Category: utility. Tags: pdf, ghostscript, pdfcrop.

PDF manipulations such as merging, extracting and croping are the most ordinary things in eveyday life. But people feel difficult to do such jobs because of unawareness of some exordinary PDF tools. I’m gonna to introduce you a few PDF tools.

Ghostscript

The first tool (or toolkit, more precisely) is Ghostscript. In Archlinux, simply use pacman to install it: pacman -S ghostscript.

Ghostscript is very powerful and complicated, PDF manipulation is only a small part of it. The main concept in Ghostscript toolkit is DEVICE, which instruct the output format. Fortunately, we need only know pdfwrite device to manipulate PDF.

Merging and Extracting

The command line to merge PDF:

gs -sDEVICE=pdfwrite -dBATCH -dNOPAUSE -dQUIET -sOutputFile=out.pdf in1.pdf in2.pdf

out.pdf is the name of output PDF, and inx.pdf are input PDFs. And the command line to extract page x to page y from a PDF:

gs -sDEVICE=pdfwrite -dBATCH -dNOPAUSE -dQUIET -dFirstPage=x -dLastPage=y -sOutputFile=out.pdf in.pdf

Bounding Box

There is another interseting device in Ghostscipt: bbox.

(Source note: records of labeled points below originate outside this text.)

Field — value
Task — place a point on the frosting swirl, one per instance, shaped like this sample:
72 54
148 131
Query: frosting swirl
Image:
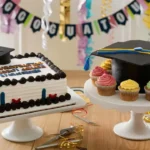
129 85
98 71
106 80
148 85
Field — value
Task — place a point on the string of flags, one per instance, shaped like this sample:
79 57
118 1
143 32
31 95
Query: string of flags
88 28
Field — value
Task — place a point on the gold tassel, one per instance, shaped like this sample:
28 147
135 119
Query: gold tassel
64 17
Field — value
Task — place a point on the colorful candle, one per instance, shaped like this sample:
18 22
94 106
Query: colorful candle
2 98
43 94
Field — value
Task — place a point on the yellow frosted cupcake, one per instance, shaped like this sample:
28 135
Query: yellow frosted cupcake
129 90
147 91
106 85
107 65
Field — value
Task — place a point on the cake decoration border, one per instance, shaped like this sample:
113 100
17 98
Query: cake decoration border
39 78
32 103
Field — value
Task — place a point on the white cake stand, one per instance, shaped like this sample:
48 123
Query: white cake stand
135 128
22 129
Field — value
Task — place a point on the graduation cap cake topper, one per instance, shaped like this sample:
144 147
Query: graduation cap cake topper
130 60
5 57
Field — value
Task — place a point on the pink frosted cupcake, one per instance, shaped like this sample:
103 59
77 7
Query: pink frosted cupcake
96 72
106 85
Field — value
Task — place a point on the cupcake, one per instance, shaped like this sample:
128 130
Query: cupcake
147 91
129 90
96 72
107 64
106 85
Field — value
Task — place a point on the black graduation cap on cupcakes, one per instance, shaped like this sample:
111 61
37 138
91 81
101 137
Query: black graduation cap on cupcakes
5 57
130 60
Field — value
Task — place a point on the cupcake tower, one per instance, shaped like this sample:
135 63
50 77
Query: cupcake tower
106 85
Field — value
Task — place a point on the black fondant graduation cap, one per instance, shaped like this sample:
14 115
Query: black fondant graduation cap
130 60
134 52
5 55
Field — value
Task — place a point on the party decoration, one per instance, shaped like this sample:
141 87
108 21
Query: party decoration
104 24
45 21
22 16
2 98
8 7
64 17
87 29
43 94
53 29
83 30
82 42
120 17
146 18
70 31
89 47
36 24
88 7
135 7
8 22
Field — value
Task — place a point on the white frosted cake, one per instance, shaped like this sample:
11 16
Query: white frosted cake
30 80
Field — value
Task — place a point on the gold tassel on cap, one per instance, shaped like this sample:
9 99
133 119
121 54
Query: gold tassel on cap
64 17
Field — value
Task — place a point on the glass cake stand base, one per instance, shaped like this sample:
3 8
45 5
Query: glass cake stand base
135 128
22 131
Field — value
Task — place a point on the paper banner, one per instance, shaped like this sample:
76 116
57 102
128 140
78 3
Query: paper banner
87 29
148 1
135 7
30 16
8 7
130 13
96 25
112 21
83 28
22 16
120 17
143 4
104 24
64 17
70 31
88 7
53 29
36 24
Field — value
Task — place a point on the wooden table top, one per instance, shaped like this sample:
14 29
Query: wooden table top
95 138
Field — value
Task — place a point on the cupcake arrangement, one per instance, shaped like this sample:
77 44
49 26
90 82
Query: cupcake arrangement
107 64
106 85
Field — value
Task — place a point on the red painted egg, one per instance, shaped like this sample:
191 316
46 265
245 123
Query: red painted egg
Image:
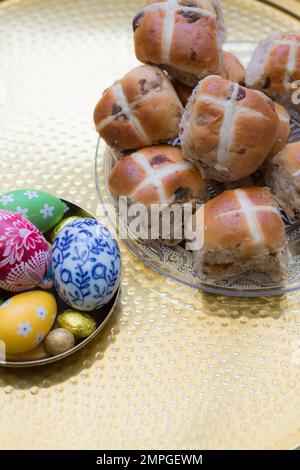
24 253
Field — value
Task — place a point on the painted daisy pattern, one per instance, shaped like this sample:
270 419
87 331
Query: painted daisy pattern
22 211
24 329
39 338
47 211
41 312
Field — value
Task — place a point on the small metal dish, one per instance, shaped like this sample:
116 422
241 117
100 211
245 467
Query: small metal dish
39 356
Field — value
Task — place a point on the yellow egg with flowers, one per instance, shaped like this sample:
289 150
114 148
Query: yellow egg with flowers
25 320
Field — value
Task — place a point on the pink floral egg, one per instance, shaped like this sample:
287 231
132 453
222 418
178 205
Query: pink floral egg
24 253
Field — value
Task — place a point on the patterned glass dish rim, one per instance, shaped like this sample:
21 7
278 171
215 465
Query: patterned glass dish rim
174 261
74 210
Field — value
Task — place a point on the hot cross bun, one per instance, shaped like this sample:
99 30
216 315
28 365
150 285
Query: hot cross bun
241 230
184 37
227 130
275 65
283 177
157 175
233 70
284 129
140 109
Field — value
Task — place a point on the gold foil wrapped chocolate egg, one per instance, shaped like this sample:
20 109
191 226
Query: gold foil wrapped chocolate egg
61 225
79 324
59 341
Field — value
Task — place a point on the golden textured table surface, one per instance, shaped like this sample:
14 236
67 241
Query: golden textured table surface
174 368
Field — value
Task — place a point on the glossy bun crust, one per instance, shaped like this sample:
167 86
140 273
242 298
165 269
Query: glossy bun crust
283 177
140 109
284 129
228 130
184 37
243 230
233 70
275 65
157 175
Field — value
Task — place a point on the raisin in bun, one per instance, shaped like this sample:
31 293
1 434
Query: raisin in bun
241 230
227 130
275 65
184 37
158 176
140 109
283 177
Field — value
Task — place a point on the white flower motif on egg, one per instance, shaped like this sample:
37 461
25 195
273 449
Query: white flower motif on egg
31 194
86 264
41 312
21 329
21 211
39 338
24 329
6 199
47 211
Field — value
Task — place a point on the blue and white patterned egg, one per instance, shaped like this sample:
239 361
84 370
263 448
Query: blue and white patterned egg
86 264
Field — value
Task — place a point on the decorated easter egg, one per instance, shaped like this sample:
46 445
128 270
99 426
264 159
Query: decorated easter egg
25 255
86 264
81 325
61 225
26 319
59 341
42 209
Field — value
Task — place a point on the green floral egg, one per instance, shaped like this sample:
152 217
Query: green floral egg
43 209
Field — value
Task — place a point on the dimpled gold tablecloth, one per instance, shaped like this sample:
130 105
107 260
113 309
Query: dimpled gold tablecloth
175 368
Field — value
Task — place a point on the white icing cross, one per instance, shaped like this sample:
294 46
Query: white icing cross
231 110
126 109
171 7
292 58
156 175
249 210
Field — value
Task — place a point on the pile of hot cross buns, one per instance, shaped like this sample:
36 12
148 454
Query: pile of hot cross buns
231 127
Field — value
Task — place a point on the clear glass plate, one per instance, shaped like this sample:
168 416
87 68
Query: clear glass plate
175 261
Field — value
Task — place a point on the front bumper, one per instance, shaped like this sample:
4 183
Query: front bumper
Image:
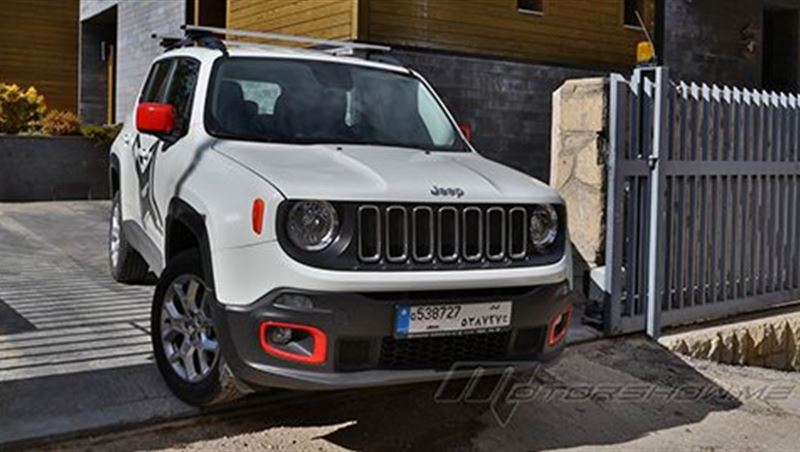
361 348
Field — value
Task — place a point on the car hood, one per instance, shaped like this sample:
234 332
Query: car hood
378 173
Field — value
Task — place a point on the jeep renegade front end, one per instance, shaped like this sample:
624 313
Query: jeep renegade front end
320 222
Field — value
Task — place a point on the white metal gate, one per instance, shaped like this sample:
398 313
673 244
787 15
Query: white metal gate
703 202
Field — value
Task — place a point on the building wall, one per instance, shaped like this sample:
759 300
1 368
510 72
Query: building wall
706 41
41 49
137 21
330 19
507 104
579 33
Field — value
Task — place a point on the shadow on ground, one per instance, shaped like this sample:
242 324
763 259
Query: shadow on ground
601 393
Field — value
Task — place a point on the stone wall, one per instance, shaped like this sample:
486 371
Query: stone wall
136 22
706 42
52 169
579 137
772 342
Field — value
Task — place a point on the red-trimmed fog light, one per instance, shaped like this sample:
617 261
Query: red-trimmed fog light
293 342
559 326
258 215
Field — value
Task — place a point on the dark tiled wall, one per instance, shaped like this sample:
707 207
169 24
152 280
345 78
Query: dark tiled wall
508 104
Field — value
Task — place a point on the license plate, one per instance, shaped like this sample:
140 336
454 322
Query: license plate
446 319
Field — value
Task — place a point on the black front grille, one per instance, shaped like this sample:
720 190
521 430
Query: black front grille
425 237
442 352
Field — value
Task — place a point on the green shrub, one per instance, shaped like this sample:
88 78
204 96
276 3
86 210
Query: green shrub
57 122
20 109
101 135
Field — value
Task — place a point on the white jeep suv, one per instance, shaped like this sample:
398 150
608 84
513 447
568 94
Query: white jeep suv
320 222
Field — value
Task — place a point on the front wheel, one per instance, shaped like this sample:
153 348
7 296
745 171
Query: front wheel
184 337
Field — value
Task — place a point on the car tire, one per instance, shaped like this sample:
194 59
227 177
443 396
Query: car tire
126 264
183 336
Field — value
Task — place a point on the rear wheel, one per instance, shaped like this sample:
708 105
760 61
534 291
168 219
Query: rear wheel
184 336
126 264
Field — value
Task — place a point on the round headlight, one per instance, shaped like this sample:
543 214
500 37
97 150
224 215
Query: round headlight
544 226
312 225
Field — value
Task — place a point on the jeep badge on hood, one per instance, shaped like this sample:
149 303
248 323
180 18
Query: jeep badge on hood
447 191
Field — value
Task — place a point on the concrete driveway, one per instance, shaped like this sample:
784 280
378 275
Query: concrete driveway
74 345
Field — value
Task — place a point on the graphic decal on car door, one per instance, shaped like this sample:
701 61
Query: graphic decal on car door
145 158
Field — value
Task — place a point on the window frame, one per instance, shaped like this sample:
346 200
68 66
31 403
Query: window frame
163 94
190 102
170 62
465 144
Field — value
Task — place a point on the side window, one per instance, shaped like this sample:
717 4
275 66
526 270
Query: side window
156 82
181 92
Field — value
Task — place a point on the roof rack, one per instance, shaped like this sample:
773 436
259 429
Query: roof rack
195 33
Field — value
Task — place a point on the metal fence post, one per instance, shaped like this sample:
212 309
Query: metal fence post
655 252
614 203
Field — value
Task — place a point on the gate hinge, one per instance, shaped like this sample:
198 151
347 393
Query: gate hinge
651 161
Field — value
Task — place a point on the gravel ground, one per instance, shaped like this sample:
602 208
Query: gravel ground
626 394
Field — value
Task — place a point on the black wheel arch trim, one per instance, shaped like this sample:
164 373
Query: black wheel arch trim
180 211
139 240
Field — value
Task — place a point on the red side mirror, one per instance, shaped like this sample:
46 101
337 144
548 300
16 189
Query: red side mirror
158 119
466 130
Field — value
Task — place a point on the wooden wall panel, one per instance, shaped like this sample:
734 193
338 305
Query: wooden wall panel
580 33
329 19
40 48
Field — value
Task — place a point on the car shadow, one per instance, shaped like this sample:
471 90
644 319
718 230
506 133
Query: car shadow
601 393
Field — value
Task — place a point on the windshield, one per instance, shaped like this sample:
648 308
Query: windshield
309 102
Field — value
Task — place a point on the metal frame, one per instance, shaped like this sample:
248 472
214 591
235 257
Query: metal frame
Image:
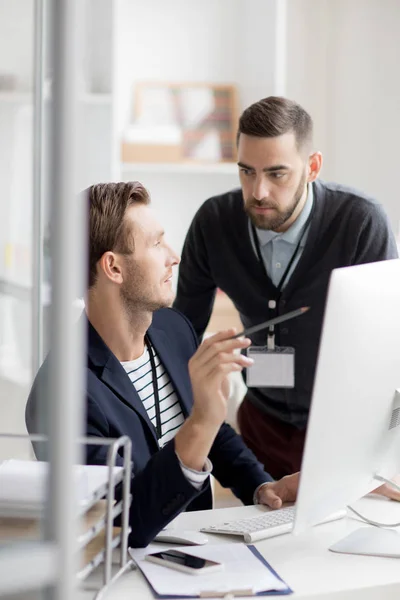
106 555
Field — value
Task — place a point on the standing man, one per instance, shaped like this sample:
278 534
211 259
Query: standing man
271 246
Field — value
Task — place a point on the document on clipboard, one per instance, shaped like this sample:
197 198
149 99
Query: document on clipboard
245 573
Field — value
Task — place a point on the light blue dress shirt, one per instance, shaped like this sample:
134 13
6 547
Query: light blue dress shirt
277 249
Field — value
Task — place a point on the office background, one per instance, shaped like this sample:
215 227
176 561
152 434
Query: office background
338 58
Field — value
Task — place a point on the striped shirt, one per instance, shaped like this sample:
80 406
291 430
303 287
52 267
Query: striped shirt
140 374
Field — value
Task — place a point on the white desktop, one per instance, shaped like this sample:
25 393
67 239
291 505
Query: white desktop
354 427
347 443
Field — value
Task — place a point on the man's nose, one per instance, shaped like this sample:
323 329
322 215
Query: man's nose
174 259
260 189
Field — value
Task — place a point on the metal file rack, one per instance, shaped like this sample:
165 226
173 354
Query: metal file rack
104 557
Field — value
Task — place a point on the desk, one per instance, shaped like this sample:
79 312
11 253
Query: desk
304 562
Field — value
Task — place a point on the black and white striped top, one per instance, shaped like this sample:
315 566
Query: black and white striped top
139 371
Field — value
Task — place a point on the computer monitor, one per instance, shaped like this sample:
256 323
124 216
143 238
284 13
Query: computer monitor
354 424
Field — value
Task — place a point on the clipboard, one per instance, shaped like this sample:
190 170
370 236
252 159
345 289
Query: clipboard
228 593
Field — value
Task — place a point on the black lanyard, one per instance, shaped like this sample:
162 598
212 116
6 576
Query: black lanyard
155 387
273 302
294 255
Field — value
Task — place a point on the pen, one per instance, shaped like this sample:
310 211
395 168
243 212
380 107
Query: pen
271 322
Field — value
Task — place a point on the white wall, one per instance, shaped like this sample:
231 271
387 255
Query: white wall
220 41
343 66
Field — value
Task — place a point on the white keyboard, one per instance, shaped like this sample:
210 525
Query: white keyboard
266 525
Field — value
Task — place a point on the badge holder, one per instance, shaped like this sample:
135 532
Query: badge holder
273 365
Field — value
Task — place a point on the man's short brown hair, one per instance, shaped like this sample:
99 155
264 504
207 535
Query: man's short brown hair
274 116
108 203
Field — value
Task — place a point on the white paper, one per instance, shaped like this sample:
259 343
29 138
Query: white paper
23 483
242 571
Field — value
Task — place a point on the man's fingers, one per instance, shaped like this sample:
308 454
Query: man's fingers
225 364
212 353
268 496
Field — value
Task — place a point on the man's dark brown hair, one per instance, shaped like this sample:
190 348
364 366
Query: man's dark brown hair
108 203
275 116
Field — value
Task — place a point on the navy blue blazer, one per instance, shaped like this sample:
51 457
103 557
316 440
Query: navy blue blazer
159 489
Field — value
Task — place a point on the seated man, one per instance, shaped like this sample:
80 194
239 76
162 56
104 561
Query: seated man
147 379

This device output the bounding box for each page in a PDF. The bounding box is the minium page size including all content in a page.

gs -sDEVICE=bbox -dBATCH -dNOPAUSE -dQUIET -dFirstPage=x -dLastPage=y in.pdf

PDFCrop

The second tool is PDFCrop, which is a perl script shipped within tex suites. It’s different from another PDFCrop. PDFCrop can cut the whitespace edge in PDF pages automatically. In default, PDFCrop use Ghostscript bbox device to determine the bounding box for each page and crop that page using the detected bounding box. However, it’s possible to specify a bounding box for all pages instead of detect it every page. You may also set different bounding box for odd and even pages or add margins to each page. For more usage information, refer to pdfcrop --help.

Cropping

To crop a PDF with PDFCrop:

pdfcrop original.pdf cropped.pdf

But there is a new problem: the cropped PDF has a different pagesize compared to the original one. We should resize the cropped PDF to its original pagesize. This is easy with Ghostscript:

gs -sDEVICE=pdfwrite -dBATCH -dNOPAUSE -dQUIET -sPAPERSIZE=a4 -dPDFFitPage -sOutputFile=resized.pdf cropped.pdf

In the above example, the pagesize of original PDF is assumed to A4. And the -dPDFFitPage option make sure the cropped PDF is resized instead of expanded.